In United States ex rel. Todd v. Fidelity National Financial, Inc. (D. Colo. March 12, 2014), the district court noted that the standards for determining “prevailing party” when a relator voluntarily dismisses a False Claims Act complaint change depending on whether costs or attorneys’ fees are at issue.
When determining prevailing-party status for purposes of assessing costs under Rule 54(d), a defendant is a prevailing party when a “‘plaintiff dismisses its case against the defendant, whether the dismissal is with or without prejudice.’” Id. (Cantrell v. Int’l Bhd. of Elec. Workers, AFL-CIO, Local 2021, 69 F.3d 456 (10th Cir. 1995).) As the district court recognized, “Rule 54 creates a presumption that the district court will award costs to the prevailing party.” Slip Op. While the relators argued that the court should exercise its discretion to deny costs under the circumstances, the court held that it could not assess that request under the existing record. The court ordered the defendants to submit a bill of costs for evaluation under the factors outlined in Cantrell.

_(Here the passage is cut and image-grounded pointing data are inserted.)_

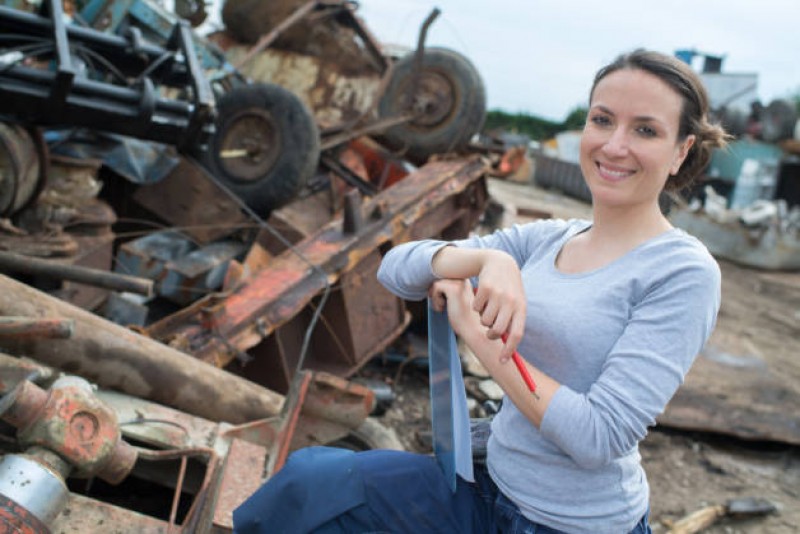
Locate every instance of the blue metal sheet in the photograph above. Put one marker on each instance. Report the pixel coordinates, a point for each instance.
(449, 414)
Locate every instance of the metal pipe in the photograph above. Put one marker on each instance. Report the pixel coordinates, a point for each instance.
(10, 262)
(28, 327)
(117, 358)
(423, 35)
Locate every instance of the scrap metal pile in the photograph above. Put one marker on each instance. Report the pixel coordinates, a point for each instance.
(190, 234)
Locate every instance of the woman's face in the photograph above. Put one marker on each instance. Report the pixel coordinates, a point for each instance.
(630, 142)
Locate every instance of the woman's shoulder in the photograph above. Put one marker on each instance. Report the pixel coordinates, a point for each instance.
(554, 228)
(678, 252)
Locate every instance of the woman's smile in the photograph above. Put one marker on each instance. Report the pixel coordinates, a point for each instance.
(613, 173)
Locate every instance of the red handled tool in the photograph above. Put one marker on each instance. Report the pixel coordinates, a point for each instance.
(523, 371)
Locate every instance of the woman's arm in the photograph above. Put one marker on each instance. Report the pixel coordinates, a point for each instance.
(500, 300)
(456, 297)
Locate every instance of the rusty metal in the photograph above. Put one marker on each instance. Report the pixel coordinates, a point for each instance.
(443, 198)
(22, 167)
(18, 327)
(115, 357)
(348, 176)
(196, 510)
(290, 415)
(377, 126)
(16, 519)
(192, 203)
(10, 262)
(69, 420)
(270, 37)
(14, 370)
(232, 459)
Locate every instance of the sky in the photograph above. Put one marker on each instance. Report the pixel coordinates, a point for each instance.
(539, 56)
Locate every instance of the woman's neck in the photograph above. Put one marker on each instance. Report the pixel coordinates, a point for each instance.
(628, 226)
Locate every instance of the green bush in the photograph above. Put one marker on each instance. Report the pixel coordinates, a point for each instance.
(536, 128)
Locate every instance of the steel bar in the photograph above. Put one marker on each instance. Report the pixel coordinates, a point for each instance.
(10, 262)
(117, 358)
(19, 327)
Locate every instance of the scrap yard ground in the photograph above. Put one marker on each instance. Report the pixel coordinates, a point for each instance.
(758, 328)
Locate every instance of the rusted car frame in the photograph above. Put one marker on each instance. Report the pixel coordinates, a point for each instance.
(264, 314)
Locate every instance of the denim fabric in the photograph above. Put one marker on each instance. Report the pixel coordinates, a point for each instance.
(332, 491)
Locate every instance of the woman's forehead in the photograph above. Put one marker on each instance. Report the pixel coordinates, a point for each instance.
(638, 93)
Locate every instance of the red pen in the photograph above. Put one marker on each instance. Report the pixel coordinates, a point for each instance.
(523, 371)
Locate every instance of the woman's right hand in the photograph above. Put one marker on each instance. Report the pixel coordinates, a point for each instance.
(500, 300)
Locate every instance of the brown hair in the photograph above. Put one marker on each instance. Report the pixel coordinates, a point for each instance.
(694, 114)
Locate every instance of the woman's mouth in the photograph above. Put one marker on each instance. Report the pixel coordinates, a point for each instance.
(612, 173)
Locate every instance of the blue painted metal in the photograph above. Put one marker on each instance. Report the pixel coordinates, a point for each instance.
(449, 414)
(148, 256)
(157, 25)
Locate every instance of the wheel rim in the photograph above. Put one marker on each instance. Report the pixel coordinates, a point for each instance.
(433, 102)
(249, 146)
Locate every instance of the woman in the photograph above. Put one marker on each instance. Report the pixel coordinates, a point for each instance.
(609, 315)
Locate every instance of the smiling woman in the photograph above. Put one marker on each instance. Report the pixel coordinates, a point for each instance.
(608, 315)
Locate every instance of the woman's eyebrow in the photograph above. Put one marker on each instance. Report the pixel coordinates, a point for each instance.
(638, 118)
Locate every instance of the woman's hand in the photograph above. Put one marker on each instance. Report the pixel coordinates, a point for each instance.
(455, 297)
(500, 300)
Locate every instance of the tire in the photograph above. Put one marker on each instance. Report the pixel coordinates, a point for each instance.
(451, 98)
(370, 435)
(277, 142)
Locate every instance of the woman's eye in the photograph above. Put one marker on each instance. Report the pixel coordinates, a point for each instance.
(646, 131)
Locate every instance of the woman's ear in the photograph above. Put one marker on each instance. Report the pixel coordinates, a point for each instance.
(683, 151)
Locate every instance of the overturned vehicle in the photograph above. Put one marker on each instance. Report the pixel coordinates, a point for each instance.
(188, 249)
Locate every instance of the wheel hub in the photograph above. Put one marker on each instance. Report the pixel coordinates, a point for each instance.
(249, 146)
(434, 100)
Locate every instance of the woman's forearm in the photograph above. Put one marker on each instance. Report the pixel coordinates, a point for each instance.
(460, 263)
(508, 377)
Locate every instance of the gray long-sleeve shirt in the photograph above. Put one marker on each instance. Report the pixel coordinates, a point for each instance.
(618, 339)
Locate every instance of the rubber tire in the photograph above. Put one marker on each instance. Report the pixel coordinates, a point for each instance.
(465, 116)
(296, 135)
(372, 434)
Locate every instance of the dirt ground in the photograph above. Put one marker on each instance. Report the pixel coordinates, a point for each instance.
(687, 470)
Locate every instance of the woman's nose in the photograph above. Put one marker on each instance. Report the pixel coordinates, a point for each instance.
(617, 143)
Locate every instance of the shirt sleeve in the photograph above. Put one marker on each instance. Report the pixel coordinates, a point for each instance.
(666, 330)
(406, 269)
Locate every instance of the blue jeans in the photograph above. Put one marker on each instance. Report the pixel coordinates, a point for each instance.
(333, 491)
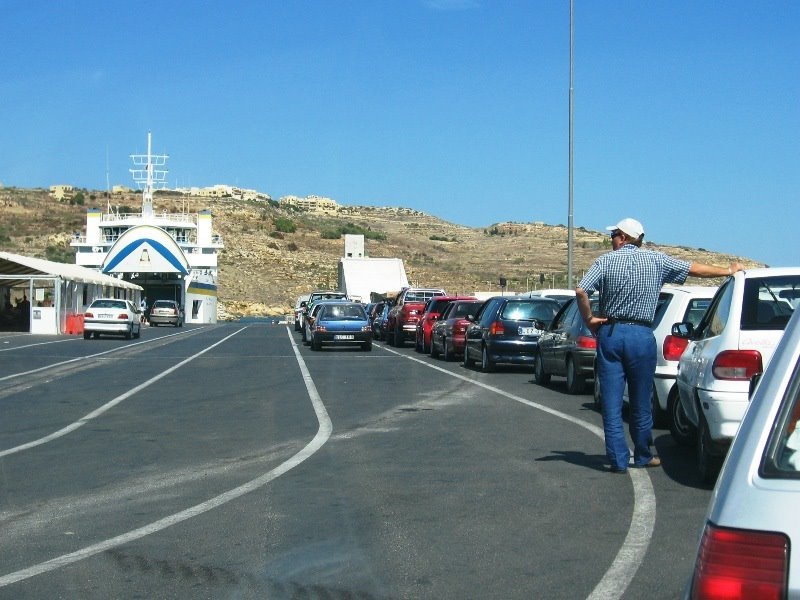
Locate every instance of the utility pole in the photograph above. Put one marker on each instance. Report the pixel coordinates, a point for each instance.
(570, 240)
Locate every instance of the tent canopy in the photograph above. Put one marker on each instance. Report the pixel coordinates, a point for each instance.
(16, 270)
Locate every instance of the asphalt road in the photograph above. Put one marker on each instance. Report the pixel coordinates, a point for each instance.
(231, 461)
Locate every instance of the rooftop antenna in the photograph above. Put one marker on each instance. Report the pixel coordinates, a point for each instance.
(149, 178)
(108, 187)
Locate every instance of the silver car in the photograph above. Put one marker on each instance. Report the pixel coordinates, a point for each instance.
(114, 316)
(748, 546)
(166, 312)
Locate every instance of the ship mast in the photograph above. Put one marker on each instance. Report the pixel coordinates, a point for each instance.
(147, 176)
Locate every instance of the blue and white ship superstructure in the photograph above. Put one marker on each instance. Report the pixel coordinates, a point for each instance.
(172, 256)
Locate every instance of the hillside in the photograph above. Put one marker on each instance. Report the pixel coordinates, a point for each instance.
(263, 270)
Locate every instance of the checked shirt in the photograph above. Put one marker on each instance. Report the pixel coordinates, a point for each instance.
(630, 279)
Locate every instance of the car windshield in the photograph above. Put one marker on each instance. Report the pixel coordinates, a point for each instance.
(118, 304)
(462, 309)
(769, 301)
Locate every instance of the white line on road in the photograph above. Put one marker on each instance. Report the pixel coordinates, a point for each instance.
(322, 436)
(79, 358)
(631, 554)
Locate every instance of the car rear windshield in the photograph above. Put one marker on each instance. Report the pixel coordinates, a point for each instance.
(769, 302)
(421, 295)
(109, 304)
(528, 311)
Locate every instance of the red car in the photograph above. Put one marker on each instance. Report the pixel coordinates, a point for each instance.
(447, 334)
(434, 309)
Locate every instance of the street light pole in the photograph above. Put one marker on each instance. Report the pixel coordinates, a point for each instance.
(570, 240)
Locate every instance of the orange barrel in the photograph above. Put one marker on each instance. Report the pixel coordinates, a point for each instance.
(79, 324)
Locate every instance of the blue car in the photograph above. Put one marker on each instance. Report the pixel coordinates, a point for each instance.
(341, 324)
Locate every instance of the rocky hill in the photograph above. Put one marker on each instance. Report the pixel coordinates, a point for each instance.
(273, 254)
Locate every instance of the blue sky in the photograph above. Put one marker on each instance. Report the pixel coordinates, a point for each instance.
(686, 112)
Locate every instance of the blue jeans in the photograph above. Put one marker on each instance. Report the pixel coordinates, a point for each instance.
(626, 353)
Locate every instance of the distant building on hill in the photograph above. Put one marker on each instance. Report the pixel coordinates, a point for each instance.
(61, 191)
(312, 203)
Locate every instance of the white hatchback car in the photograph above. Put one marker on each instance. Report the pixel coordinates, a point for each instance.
(748, 546)
(114, 316)
(733, 342)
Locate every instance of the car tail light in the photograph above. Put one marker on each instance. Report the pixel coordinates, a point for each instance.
(739, 563)
(739, 365)
(674, 346)
(496, 328)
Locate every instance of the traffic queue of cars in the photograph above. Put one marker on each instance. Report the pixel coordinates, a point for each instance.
(727, 380)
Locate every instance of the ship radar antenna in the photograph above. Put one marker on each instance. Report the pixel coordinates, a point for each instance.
(147, 176)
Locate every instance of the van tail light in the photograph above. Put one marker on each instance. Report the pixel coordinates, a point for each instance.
(674, 346)
(737, 365)
(740, 563)
(496, 328)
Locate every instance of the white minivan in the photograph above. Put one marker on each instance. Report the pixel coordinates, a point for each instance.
(733, 342)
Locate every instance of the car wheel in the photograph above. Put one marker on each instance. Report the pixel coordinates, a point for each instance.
(487, 366)
(468, 362)
(708, 462)
(682, 430)
(448, 352)
(575, 382)
(541, 377)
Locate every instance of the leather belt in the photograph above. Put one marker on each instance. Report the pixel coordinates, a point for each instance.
(623, 321)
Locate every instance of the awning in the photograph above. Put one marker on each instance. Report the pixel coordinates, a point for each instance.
(16, 270)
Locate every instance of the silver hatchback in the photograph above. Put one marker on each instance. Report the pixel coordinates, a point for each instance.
(748, 546)
(166, 312)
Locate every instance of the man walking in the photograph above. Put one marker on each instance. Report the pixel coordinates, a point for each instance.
(629, 280)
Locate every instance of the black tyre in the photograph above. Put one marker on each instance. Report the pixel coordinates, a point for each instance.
(682, 430)
(449, 355)
(468, 362)
(539, 374)
(487, 365)
(575, 382)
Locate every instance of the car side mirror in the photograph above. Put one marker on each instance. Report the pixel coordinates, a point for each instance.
(683, 330)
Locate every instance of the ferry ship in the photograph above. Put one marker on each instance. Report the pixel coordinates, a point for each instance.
(172, 256)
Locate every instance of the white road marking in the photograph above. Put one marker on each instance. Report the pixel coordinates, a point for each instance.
(108, 405)
(71, 360)
(322, 436)
(631, 554)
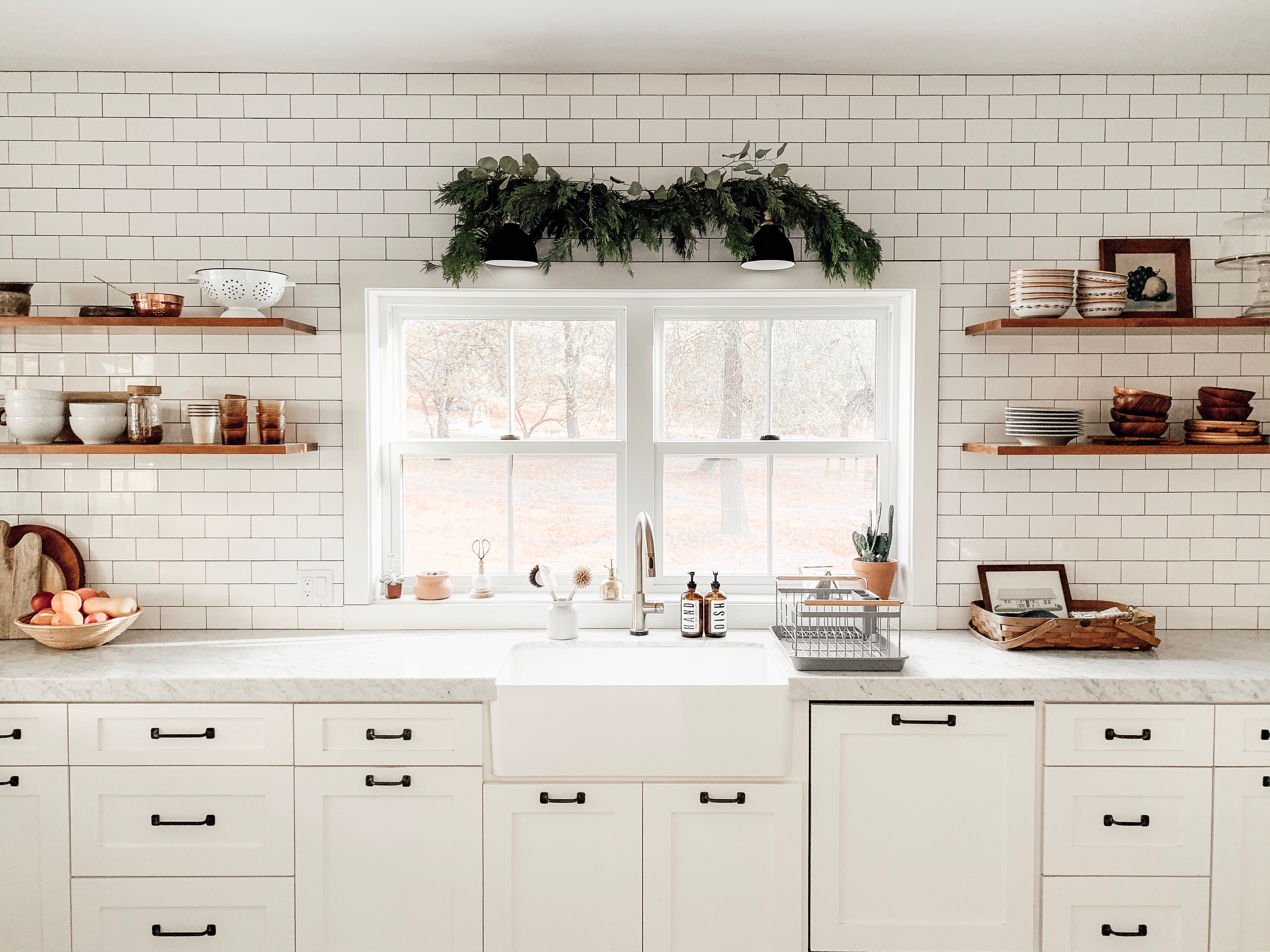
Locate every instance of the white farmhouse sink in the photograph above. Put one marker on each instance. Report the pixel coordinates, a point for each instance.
(604, 710)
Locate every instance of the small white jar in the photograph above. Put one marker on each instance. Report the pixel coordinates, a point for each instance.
(563, 621)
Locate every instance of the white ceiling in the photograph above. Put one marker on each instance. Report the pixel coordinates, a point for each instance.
(648, 36)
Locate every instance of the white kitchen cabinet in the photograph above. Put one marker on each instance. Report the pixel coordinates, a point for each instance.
(1108, 913)
(1241, 860)
(563, 867)
(1128, 820)
(923, 828)
(33, 735)
(35, 860)
(232, 915)
(719, 875)
(394, 867)
(182, 820)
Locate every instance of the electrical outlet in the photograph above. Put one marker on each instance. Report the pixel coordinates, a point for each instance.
(317, 587)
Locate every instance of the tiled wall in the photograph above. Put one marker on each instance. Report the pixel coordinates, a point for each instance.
(141, 178)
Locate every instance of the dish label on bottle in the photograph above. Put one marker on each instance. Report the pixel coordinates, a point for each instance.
(719, 617)
(690, 616)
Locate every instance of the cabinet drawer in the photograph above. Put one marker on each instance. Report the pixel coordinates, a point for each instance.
(181, 734)
(182, 820)
(33, 735)
(1244, 735)
(1130, 735)
(1128, 820)
(408, 735)
(1084, 915)
(124, 916)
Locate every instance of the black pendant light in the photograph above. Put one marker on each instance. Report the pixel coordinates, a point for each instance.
(511, 248)
(773, 251)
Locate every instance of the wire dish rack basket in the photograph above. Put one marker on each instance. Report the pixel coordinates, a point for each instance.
(835, 624)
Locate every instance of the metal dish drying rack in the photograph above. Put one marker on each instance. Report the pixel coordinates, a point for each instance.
(835, 624)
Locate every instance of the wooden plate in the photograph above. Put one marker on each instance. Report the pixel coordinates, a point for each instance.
(58, 547)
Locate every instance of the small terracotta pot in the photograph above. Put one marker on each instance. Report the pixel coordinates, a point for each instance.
(879, 577)
(433, 587)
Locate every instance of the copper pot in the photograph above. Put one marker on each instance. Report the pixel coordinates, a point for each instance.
(152, 304)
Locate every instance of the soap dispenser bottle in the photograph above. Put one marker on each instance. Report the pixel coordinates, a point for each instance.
(691, 617)
(716, 606)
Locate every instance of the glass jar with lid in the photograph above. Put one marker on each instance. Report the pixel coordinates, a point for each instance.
(144, 421)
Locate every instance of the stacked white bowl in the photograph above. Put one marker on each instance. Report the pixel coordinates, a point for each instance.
(1041, 292)
(1043, 426)
(35, 416)
(1100, 294)
(98, 424)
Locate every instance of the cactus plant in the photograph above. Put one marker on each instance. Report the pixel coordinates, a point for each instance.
(873, 545)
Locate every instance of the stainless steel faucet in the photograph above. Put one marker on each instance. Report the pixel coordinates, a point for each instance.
(646, 562)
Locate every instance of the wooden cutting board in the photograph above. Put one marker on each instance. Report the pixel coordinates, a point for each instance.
(21, 570)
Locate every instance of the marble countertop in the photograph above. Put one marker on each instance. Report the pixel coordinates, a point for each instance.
(1197, 667)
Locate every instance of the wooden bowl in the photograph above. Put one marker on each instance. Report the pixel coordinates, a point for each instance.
(1239, 397)
(73, 638)
(1140, 429)
(1225, 413)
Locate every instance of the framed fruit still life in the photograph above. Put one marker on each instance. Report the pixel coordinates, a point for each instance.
(1159, 271)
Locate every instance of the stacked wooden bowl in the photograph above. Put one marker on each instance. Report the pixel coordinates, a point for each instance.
(1223, 418)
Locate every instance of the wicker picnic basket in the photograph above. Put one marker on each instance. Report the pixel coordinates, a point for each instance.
(1005, 632)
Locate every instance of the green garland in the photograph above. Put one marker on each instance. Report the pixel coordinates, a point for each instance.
(595, 215)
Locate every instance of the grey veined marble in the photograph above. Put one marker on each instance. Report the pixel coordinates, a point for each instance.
(1198, 667)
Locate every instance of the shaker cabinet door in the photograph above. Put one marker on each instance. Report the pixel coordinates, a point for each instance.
(923, 828)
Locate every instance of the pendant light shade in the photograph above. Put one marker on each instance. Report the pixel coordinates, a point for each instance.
(511, 248)
(773, 251)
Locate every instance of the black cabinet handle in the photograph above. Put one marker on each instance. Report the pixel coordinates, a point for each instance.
(158, 931)
(155, 734)
(373, 782)
(1109, 931)
(1112, 735)
(545, 799)
(1108, 820)
(210, 820)
(950, 722)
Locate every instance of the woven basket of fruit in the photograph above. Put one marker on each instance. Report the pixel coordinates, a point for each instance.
(82, 619)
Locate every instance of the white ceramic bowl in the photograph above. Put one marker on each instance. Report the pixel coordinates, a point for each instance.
(97, 431)
(36, 429)
(100, 409)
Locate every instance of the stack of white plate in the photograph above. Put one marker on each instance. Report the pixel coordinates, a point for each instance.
(1041, 292)
(1043, 427)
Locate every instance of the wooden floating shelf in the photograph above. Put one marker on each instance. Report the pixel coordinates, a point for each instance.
(157, 450)
(1113, 450)
(266, 326)
(1121, 326)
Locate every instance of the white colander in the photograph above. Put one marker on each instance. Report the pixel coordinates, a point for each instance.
(243, 291)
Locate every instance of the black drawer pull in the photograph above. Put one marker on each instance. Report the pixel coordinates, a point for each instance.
(1109, 822)
(373, 782)
(545, 799)
(897, 720)
(1112, 735)
(155, 734)
(158, 931)
(1109, 931)
(210, 820)
(404, 735)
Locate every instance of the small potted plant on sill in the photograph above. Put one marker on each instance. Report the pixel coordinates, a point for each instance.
(393, 578)
(873, 545)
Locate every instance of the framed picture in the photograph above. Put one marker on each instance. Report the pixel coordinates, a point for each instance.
(1028, 591)
(1159, 275)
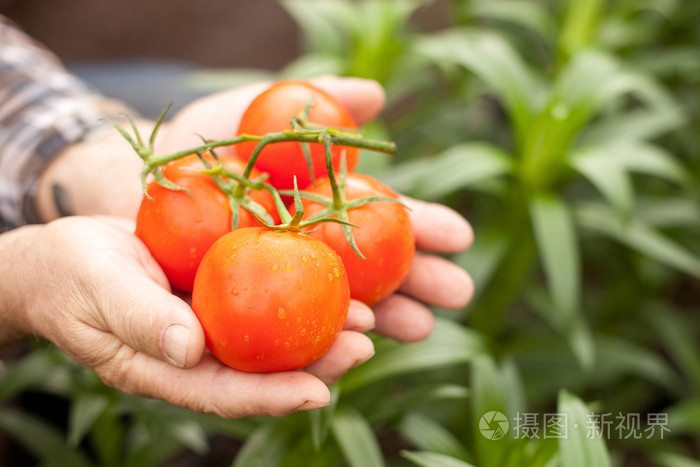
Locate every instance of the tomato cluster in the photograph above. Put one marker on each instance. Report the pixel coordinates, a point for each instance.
(272, 297)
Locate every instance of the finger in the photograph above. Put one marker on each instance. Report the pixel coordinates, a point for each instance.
(360, 317)
(438, 282)
(363, 98)
(403, 319)
(348, 351)
(216, 116)
(149, 319)
(211, 387)
(438, 228)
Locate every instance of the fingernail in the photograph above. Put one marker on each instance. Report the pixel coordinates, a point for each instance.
(311, 405)
(360, 361)
(175, 343)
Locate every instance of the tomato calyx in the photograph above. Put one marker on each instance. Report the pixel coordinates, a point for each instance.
(337, 207)
(302, 131)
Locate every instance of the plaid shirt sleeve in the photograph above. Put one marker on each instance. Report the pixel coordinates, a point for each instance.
(43, 108)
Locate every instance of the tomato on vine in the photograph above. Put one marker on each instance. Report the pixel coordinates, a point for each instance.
(178, 226)
(270, 301)
(382, 232)
(272, 111)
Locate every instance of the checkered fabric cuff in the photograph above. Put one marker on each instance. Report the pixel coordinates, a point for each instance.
(43, 109)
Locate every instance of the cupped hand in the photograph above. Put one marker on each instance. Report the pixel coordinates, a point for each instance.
(112, 187)
(91, 287)
(432, 281)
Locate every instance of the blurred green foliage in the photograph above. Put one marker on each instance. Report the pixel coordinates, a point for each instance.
(568, 133)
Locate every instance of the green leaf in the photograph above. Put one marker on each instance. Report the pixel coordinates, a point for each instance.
(616, 357)
(684, 417)
(532, 16)
(457, 168)
(579, 445)
(669, 212)
(670, 459)
(416, 396)
(491, 414)
(609, 176)
(639, 236)
(322, 418)
(428, 435)
(86, 407)
(41, 439)
(634, 124)
(325, 24)
(555, 235)
(449, 344)
(190, 433)
(483, 257)
(433, 459)
(266, 447)
(28, 372)
(580, 25)
(356, 438)
(491, 59)
(677, 335)
(460, 167)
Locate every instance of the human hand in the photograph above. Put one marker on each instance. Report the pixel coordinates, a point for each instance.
(431, 281)
(92, 288)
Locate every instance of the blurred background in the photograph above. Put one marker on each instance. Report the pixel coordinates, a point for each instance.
(566, 131)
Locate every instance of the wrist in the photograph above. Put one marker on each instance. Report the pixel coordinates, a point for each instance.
(97, 175)
(17, 281)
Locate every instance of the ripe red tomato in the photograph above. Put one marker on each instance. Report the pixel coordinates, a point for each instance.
(270, 301)
(383, 235)
(179, 227)
(272, 111)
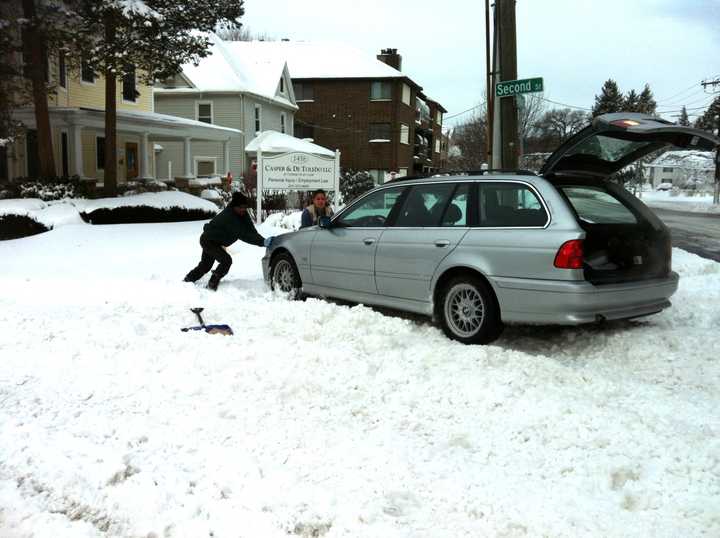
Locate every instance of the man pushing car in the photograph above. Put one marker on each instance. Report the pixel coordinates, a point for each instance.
(231, 224)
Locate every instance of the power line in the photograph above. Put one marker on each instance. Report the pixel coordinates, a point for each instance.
(566, 105)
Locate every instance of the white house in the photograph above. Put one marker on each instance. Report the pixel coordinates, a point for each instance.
(251, 93)
(682, 168)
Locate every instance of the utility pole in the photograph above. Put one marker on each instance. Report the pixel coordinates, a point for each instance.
(716, 194)
(489, 89)
(505, 14)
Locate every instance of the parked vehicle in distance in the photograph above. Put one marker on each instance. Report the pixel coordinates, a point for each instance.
(479, 250)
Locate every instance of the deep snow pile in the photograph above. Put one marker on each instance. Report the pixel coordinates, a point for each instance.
(318, 419)
(681, 202)
(50, 214)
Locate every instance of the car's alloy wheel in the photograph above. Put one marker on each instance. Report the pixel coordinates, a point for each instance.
(464, 310)
(468, 311)
(285, 277)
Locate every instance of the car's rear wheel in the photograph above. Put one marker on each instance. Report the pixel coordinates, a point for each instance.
(284, 276)
(469, 312)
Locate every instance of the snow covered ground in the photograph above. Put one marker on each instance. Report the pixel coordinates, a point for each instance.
(681, 202)
(318, 419)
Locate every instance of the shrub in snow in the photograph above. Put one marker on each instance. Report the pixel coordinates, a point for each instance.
(353, 184)
(136, 187)
(139, 214)
(45, 189)
(17, 226)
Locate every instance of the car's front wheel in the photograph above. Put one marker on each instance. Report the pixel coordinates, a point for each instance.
(284, 276)
(468, 311)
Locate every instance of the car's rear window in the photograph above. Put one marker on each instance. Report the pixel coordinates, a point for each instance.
(595, 205)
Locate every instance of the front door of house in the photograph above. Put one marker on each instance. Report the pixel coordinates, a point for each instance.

The district court observed, however, that “the landscape for prevailing parties shifts dramatically when the issue is an award of attorney fees under [the] federal fee shifting statute” under the False Claims Act. Slip Op. The district court noted that the Tenth Circuit has held that to be a prevailing party under the fee-shifting statute, there must be a “judicially sanctioned change” in the relationship of the parties. In Lorillard Tobacco Co. v. Engida, 611 F.3d 1209 (10th Cir. 2010), the court held that a voluntary dismissal under Rule 41(a)(1)(A)(i) requires no court order—it is “self-effectuating.” As a result, a voluntary dismissal by the plaintiff does not make the defendant a “prevailing party” for the purposes of the fee shifting provision of the False Claims Act (31 U.S.C. § 3730(d)(4)).